Implementation of Bayesian analysis

To implement the procedures within a Bayesian framework, a flat prior was assigned to μ, and independent scaled inverse Chi square distributions were assigned to the variance components. The hyper-parameters for each of the inverse Chi square distributions were equal to 5 for degrees of freedom and the scale parameter was calculated according to the default value of the BGLR package [32]. All analyses were conducted using RKHS regression as implemented in the BGLR package.

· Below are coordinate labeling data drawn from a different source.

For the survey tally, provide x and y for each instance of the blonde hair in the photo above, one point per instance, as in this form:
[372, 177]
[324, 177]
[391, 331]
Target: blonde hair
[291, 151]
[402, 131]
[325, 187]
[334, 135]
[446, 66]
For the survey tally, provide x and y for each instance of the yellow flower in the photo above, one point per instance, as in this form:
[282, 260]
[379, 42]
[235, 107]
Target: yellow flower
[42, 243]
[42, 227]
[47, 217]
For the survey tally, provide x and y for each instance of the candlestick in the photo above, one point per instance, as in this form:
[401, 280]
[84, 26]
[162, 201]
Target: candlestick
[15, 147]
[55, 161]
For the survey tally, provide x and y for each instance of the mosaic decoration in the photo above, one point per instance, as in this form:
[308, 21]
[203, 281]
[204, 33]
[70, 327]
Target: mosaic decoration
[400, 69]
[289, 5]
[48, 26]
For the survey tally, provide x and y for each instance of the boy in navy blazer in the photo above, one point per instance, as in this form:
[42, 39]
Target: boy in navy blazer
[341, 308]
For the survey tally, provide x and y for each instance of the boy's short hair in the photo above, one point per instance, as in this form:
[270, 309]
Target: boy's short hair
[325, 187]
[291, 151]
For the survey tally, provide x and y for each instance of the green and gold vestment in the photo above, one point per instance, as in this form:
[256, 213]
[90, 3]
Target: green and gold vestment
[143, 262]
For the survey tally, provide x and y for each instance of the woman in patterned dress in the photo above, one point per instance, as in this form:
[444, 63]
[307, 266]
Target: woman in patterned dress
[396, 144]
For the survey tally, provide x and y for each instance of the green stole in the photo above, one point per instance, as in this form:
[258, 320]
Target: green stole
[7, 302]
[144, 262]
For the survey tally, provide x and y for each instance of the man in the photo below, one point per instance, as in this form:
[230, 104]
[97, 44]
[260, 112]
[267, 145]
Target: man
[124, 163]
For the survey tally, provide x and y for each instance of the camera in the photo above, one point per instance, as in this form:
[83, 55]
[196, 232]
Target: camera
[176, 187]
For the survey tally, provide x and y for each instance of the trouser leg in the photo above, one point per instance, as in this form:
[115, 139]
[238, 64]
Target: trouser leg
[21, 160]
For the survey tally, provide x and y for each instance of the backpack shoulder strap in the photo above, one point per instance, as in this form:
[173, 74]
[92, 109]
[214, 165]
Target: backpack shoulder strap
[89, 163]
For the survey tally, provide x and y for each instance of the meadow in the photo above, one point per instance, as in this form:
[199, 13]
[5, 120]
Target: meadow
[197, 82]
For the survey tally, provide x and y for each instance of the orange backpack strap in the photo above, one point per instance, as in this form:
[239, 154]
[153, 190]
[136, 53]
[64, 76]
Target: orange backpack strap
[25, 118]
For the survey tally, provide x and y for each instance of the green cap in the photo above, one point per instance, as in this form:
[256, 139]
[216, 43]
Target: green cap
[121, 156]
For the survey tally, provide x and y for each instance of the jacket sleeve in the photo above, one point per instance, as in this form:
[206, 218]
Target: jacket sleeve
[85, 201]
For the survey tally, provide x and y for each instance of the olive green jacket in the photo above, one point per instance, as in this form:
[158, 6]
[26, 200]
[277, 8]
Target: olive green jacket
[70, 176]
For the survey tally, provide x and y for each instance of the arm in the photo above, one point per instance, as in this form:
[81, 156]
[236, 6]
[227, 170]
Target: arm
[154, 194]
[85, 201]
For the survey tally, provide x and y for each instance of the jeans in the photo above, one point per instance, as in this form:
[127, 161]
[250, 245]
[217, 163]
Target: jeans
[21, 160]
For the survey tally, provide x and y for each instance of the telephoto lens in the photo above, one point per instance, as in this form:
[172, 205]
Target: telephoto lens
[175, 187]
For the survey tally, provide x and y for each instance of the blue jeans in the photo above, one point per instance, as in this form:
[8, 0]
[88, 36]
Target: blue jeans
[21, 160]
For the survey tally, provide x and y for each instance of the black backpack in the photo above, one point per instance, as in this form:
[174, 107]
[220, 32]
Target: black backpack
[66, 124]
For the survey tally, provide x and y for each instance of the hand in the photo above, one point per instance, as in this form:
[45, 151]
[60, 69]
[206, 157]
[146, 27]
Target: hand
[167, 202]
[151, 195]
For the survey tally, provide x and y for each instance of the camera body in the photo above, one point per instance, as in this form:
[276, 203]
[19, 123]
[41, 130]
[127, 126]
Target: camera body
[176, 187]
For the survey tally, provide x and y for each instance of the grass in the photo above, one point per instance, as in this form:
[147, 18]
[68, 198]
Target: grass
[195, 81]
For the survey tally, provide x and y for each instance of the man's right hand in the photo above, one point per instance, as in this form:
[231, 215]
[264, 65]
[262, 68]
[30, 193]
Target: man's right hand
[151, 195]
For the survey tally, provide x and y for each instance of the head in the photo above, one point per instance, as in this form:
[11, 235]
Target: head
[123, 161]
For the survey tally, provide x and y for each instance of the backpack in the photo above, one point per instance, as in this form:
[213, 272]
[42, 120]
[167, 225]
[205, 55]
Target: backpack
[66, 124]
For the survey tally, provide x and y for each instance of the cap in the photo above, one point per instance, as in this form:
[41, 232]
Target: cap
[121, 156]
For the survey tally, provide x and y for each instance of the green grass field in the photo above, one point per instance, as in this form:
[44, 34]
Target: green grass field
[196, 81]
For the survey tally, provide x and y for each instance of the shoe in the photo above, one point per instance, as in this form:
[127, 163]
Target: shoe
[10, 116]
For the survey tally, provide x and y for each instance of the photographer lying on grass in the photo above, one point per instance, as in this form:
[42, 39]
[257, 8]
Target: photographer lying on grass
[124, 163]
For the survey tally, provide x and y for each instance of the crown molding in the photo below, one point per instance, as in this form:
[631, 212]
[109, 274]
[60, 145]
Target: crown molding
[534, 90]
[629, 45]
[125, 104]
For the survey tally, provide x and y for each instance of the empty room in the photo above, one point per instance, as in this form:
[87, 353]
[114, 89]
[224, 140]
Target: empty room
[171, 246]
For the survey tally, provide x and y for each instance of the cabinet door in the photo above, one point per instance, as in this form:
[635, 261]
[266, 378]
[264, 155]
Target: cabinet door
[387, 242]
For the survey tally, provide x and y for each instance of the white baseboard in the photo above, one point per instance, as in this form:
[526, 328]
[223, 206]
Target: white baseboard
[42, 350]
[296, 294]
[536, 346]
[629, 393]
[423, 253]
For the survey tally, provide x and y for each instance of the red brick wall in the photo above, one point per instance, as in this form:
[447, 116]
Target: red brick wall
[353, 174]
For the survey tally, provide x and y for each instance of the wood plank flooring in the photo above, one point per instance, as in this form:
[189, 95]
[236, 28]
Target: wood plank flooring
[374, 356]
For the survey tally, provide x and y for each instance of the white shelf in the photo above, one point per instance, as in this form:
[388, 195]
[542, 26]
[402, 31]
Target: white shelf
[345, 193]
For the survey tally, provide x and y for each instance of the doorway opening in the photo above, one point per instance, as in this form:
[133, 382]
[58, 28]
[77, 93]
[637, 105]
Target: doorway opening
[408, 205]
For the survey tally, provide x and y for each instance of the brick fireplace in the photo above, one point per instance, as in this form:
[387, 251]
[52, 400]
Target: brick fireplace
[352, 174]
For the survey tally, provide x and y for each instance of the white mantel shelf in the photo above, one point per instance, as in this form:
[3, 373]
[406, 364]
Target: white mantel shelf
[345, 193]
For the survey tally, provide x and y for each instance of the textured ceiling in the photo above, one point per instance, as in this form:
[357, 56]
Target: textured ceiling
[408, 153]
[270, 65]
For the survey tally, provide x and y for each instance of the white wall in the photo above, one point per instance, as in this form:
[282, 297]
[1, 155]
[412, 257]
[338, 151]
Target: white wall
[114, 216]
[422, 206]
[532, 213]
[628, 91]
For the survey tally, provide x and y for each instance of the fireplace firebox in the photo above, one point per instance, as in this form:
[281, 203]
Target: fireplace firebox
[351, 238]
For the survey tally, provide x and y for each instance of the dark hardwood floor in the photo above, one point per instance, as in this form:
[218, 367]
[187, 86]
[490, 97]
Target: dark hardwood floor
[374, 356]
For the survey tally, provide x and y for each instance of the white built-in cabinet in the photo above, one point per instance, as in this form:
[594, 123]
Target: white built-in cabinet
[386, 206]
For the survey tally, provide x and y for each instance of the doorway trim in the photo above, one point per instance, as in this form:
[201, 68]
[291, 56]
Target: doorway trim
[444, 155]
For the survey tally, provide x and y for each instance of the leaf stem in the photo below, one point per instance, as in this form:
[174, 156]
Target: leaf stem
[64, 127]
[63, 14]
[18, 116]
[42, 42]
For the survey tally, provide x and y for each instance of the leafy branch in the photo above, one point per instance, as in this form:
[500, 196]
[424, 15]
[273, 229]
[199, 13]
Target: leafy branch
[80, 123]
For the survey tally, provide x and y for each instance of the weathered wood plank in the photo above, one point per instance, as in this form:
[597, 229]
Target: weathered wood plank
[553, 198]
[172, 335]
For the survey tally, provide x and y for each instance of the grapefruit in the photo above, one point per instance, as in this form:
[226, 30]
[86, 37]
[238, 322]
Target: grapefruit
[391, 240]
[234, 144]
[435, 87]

The Bayesian model was run via Gibbs sampling. For each fitted model, a Markov chain Monte Carlo (MCMC) with 500,000 samples was run and the first 50,000 samples were discarded as burn-in. Subsequently, 450,000 samples were obtained and thinned at a rate of 50, resulting in 9000 mildly correlated samples for posterior inference. Convergence diagnostics and statistical and graphical analysis of Gibbs sampling were checked by visual inspection of trace plots of some parameters (i.e. variance components) and with the Coda [33] package.

Predictive ability

The predictive ability of our RKHS regression models was assessed by cross-validation (CV). Specifically, a fourfold CV scheme was applied by assigning animals randomly to one of four separate subsets. Of these four subsets, three were combined to form a training set and one was used as testing set. Each of the four subsets was used as a testing set only once. Since the CV distribution was dispersed because of the small size of the sample, the above fourfold CV was replicated 15 times, at random, and results were averaged over replications. Predictive abilities were assessed via Pearson’s product-moment correlation between pre-adjusted phenotypes and predicted phenotypes (predicted genetic values plus intercept), and via prediction mean-squared error (MSE).

Results

Variance components

Narrow-sense genomic heritabilities were estimated by fitting all SNPs together and were equal to 0.29 ± 0.04 for BW, 0.33 ± 0.04 for BM and 0.24 ± 0.04 for HHP. These estimates agreed with those from our previous study using the same dataset but a different number of SNPs and a restricted maximum likelihood approach to estimate variances [21]. The genomic heritability associated with each class of genomic regions in the separate (Scenario 1) and joint analyses (Scenario 3) is presented in Fig. 1. Estimates obtained by fitting the six classes of genomic regions separately or together differed significantly: i.e. estimates from the separate analyses were much larger than those from the joint analysis for all classes of genomic regions and all traits. In the separate analyses, the variance attributable to each class of genomic regions was overestimated because of the LD between SNPs in different regions, whereas in the joint analysis, all classes of genomic regions acted together and leveraged the polygenic basis of each trait, possibly resulting in more accurate estimates. The mean LD (r2) 0.32 was observed for SNPs that were separated by <20 kb and it dropped to 0.21 when the distance between SNPs reached 100 kb for the current population. This amount of r2 was almost the same within and between SNPs in different genomic regions.

Fig. 1
figure 1

Marked genomic heritability estimates with SNPs partitioned into six classes of genomic regions for body weight (BW), ultra-sound of breast muscle (BM) and hen house egg production (HHP). Red bars and blue bars show joint and separate analyses, respectively. “up-down” indicates regions that are located 5 kb upstream and downstream of the gene. The whiskers represent 95 % confidence interval

Interestingly, in both analyses, all classes of genomic regions made significant contributions to the narrow-sense genomic heritability with the class of synonymous regions having a slightly stronger impact. If the estimates of narrow-sense genomic heritability for each class of genomic regions in the separate analysis are added up, the genomic heritability would also be out of range. However, in the joint analysis, the sum of the six component estimates was similar to the estimate from the whole-genome analysis for each trait. This reinforces the concept that LD causes single SNP regression (GWAS) to capture effects due to other SNPs, and the same is observed with variance component estimates.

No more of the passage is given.